Friday, 8 May 2015

THE 27th DAY

d. William Asher (1957) 

'People hate because they fear, and they fear everything they don't understand, which is almost everything'.

Aliens abduct five people from as many different countries: an English woman, an American journalist, a German scientist, a Chinese refugee and a Russian Soldier. Aboard the mother ship, a rather suave alien spokesman tells his guests that his planet is dying and his people would quite like to move to Earth but, as they are a fair and peaceful people, an invasion is out of the question. He goes on to say that as humans seem pretty intent on destroying themselves, anyway, the aliens have come up with a plan. Each of the abductees is given a box that contains three capsules holding enough combined power to kill every human being on Earth quickly, quietly and cleanly without the destructive power of a nuclear war. The alien simply requests that if the people of Earth do decide to blow themselves to bits in the next 27 days, then could they please use the capsules rather than bombs to facilitate human extinction, as this will leave the planet intact so the aliens can move right in. After 27 days, the aliens will have to make other arrangements, perhaps look to rent some temporary accommodation.
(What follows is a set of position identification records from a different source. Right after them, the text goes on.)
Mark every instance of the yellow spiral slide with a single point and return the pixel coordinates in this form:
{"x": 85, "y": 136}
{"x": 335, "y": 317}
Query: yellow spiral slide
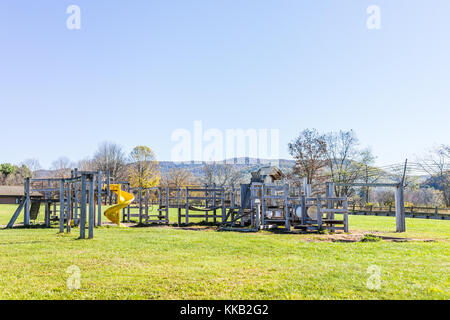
{"x": 124, "y": 200}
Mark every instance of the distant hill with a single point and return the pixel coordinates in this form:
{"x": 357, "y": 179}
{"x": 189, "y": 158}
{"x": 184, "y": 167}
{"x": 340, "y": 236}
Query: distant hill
{"x": 245, "y": 165}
Not blowing up the Earth for 27 days seems fairly straightforward, of course, even at the height of the Cold War, but the Aliens immediately up the ante by appearing on every TV in the world and giving out the names of the abductees and some tentative details of the incredible power that they now possess. There's nothing like a bit of extraterrestrial intervention to put mankind into a tail spin, of course, so everything goes mental: there are riots in Cornwall, panic in Los Angeles; the Chinese lady stabs herself, the German professor searches for a solution, the Brit and the Yank fall in love. The Russian soldier, poor devil, is almost tortured to death by his own evil communist overlords, so eager are they to find out the secret to killing every American. Damn Russians*. 

The ending has not one but two very gratifying twists, a more than satisfactory ending to an unusual and intriguing film about how fundamentally rubbish humans are - and how ultimately marvellous they can be once the get past all the bullshit.    

* In contrast, the US government are shown as a benign, supportive group of people who have only humanity's best interests at heart. Yeah, right.